Description of problem: OS: RHEL5.3 i386 If I repeat running "modprobe tg3;rmmod tg3" or "modprobe tg3;modprobe -r tg3" continuously for a while (several minutes). Sometimes after running "modprobe -r tg3" or "rmmod tg3", strace shows the call "delete_module" return success but tg3 still exists. munmap(0xb7f4a000, 4096) = 0 write(2, "rmmod tg3, wait=no\n", 19) = 19 delete_module("tg3", O_RDONLY|O_EXCL|O_NONBLOCK) = 0 exit_group(0) This issue can be workaround by putting an interval(eg,10s) between loading and unloading ( for example "modprobe tg3;sleep 10; rmmod tg3"). Customer can reproduce this case in HP/DELL servers which shipped with BMC NIC controller, and I can find it on my DELL workstation which has BMC5751 controller. Customer had tried latest version of tg3 module download from BroadCom website and issue persists. How reproducible: Often. Running scripts attached can help to reproduce this issue. Steps to Reproduce: Running scripts attached can help to reproduce this issue. Actual results: tg3 module exists after rmmod executed. Expected results: tg3 should be removed after rmmod executed.
Hmm. I can't seem to reproduce this on any system. Jerry, could you run a sosreport on your Dell box? I'll see if there is one in RHTS. P.
Jerry, I was finally able to reproduce this on a system in RHTS. AFAICT, this only happens if the network interface is active when the module unload occurs. If I do a service network stop followed by the test, I never see a problem. P.
What I think is going on (but having a fun time trying to prove it :) ): This doesn't happen if the network service is disabled. I can run a test script which repeatedly modprobe and 'modprobe -r's the tg3 module over an entire weekend and I do not see this issue. However, if the network service is enabled, I see this usually within about 5-10 minutes. When issuing the modprobe -r, the network service does an "ifdown" on the interface. When issuing the modprobe, the network service does an "ifup" on the interface. These events are unsynchronized, so when doing many module add and removes it is possible to end up in this situation: ifup ethX (immediately followed by) rmmod tg3 (which ethX is using) But ... proving this is a bit harder than I anticipated. Adding systemtap scripts or debug output to the module remove code seems to perturb the system just enough that the problem doesn't occur. I'm thinking about this one ... I'm beginning to wonder if the test is valid? All I am doing is adding and removing the module repeatedly. The real "bug" here is that the network service is unsynchronized with the module add and remove. gospo -- any thoughts? P.

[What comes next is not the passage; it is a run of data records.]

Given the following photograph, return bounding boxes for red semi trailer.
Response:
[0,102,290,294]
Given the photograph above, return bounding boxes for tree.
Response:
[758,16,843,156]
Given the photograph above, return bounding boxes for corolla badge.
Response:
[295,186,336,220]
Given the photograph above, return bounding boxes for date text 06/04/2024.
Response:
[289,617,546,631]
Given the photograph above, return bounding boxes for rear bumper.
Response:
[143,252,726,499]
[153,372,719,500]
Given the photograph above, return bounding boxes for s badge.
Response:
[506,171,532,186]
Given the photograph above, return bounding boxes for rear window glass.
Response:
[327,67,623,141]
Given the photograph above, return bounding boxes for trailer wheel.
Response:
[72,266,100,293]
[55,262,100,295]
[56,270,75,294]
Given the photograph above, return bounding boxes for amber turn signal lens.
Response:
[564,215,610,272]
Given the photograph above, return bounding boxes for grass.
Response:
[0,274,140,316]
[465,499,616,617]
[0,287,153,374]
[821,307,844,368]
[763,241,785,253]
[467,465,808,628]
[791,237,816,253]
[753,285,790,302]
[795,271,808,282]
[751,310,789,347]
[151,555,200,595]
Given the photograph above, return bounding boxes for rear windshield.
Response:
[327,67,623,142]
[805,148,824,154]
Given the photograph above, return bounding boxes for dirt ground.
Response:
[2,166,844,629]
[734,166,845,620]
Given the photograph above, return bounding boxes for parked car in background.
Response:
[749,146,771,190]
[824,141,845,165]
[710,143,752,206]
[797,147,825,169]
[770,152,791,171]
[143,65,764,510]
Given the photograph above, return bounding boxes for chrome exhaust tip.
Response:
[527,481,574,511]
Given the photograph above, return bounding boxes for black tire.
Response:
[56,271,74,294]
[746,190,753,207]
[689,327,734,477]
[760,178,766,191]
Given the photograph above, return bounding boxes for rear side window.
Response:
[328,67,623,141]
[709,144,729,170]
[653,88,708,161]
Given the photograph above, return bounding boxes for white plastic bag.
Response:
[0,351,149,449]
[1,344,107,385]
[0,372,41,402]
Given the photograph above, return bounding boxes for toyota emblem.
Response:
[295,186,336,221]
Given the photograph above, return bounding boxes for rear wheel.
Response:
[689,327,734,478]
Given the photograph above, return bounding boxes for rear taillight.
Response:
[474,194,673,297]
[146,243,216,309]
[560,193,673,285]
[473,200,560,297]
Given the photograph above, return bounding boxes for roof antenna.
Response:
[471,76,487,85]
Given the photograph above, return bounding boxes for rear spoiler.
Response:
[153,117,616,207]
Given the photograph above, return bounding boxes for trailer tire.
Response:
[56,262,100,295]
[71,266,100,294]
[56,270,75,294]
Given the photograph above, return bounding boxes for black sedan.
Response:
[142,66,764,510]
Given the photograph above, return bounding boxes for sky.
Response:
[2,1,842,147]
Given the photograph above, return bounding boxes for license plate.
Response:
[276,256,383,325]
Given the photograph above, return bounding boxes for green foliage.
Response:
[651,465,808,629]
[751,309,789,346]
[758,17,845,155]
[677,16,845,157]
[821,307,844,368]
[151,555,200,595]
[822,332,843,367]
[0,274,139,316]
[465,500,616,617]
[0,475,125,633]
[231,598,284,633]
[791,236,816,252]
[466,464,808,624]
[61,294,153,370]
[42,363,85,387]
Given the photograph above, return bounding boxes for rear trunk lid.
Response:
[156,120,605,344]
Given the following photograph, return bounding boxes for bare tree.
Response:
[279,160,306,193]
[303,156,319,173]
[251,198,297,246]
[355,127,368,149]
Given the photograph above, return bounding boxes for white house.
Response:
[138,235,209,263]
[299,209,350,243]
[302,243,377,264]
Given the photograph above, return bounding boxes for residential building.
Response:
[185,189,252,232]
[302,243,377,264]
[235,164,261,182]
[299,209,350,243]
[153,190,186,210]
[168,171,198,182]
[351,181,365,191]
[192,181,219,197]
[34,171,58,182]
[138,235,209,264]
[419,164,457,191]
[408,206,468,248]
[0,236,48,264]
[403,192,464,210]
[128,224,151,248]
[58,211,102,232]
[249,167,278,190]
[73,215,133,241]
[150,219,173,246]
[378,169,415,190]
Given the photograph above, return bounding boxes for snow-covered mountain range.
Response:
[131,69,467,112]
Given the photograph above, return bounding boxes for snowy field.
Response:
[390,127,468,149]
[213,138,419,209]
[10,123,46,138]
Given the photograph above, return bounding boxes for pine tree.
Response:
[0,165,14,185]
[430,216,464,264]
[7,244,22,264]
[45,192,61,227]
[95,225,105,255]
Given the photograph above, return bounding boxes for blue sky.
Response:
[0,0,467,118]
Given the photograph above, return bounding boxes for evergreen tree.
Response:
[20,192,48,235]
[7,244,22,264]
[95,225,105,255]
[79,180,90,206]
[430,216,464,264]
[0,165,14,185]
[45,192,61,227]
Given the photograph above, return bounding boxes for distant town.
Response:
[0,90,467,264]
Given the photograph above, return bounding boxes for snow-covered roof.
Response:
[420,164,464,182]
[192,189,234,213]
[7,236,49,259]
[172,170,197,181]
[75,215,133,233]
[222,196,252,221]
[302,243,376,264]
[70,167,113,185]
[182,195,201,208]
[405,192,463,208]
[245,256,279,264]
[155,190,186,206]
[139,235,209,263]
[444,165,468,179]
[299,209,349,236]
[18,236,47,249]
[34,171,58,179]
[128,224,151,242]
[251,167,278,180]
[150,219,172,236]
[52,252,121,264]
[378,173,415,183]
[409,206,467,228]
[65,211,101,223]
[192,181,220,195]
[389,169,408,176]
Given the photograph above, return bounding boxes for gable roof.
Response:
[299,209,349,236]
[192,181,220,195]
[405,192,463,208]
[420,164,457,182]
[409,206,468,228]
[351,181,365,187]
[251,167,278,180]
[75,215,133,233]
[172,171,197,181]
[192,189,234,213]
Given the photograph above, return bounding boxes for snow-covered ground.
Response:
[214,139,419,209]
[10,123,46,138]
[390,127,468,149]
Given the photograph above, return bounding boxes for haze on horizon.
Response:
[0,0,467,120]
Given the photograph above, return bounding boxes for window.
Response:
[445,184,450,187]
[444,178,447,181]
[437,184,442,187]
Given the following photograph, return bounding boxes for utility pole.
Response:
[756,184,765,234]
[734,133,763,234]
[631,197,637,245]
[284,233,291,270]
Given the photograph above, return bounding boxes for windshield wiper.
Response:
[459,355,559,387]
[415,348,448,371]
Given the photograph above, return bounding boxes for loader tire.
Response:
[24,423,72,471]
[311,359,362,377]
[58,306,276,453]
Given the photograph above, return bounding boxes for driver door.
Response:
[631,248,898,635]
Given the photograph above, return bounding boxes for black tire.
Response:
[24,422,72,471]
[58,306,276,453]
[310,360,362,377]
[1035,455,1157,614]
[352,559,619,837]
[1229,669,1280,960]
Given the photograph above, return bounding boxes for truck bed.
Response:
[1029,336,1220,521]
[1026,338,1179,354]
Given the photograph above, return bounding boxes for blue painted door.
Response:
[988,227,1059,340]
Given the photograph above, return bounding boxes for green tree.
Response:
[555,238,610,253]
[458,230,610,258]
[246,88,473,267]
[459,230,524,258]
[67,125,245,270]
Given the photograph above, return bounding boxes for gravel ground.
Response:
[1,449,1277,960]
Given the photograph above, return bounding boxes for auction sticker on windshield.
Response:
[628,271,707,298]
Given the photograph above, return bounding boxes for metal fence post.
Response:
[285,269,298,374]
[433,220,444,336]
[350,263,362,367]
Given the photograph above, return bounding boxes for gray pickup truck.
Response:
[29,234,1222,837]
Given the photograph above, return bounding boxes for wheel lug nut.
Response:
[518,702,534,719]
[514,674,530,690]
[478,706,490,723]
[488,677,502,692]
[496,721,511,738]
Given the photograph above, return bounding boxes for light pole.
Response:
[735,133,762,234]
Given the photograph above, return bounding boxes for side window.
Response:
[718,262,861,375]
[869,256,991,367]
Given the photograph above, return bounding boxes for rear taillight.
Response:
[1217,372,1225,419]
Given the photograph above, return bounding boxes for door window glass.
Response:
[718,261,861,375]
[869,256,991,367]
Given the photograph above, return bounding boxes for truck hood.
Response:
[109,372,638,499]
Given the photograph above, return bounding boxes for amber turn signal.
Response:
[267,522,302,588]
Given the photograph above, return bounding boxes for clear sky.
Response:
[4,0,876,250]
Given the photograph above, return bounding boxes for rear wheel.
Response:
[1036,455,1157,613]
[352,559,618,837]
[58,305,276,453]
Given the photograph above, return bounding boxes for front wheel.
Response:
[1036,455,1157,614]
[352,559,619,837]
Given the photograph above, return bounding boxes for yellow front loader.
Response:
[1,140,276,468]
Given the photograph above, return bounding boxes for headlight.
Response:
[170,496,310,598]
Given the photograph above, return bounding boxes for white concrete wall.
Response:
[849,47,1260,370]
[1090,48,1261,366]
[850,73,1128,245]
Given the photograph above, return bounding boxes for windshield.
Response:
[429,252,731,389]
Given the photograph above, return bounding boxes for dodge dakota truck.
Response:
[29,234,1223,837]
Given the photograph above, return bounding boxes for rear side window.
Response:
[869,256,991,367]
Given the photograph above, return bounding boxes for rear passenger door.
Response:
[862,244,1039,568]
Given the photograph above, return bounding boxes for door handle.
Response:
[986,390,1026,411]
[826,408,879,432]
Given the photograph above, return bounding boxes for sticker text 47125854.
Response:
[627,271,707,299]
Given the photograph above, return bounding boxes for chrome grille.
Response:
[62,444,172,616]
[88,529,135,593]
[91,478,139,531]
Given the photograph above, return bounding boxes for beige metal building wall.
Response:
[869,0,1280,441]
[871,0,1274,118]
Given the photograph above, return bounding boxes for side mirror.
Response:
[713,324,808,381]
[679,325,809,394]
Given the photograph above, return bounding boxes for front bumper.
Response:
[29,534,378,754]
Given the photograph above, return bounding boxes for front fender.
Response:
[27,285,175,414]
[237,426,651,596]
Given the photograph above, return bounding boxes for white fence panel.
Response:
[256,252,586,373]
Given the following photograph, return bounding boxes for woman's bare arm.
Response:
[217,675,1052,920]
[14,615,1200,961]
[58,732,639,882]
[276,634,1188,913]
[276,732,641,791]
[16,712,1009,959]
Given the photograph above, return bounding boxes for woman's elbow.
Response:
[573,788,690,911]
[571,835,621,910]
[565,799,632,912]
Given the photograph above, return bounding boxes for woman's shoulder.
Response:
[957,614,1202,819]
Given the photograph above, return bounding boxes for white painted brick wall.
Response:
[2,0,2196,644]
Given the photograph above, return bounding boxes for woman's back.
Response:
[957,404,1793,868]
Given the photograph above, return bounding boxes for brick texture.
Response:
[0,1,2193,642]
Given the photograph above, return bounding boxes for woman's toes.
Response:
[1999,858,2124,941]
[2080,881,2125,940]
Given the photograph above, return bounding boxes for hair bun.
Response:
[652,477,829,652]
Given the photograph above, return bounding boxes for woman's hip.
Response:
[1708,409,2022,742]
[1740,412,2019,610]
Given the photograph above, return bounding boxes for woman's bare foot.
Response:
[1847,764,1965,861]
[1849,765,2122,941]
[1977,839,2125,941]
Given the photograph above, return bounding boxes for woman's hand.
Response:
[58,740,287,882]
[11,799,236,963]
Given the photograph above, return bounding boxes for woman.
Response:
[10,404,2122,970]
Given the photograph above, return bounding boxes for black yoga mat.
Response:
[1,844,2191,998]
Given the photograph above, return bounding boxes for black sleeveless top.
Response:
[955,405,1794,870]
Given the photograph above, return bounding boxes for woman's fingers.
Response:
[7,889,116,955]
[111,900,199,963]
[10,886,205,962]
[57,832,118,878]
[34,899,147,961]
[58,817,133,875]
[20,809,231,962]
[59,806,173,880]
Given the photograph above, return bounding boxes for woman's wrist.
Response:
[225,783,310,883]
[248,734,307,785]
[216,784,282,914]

It turns out that this issue is a known issue within the module add and remove code within the kernel. The network service angle that I pointed out a few days ago seems to be entirely coincidental. When loading multiple modules there exists a small window where the first module hasn't completed linking and the second module starts loading, or the first module is unloading, and the second starts unloading. This overlapping behavior has been resolved upstream and will be fixed in RHEL6.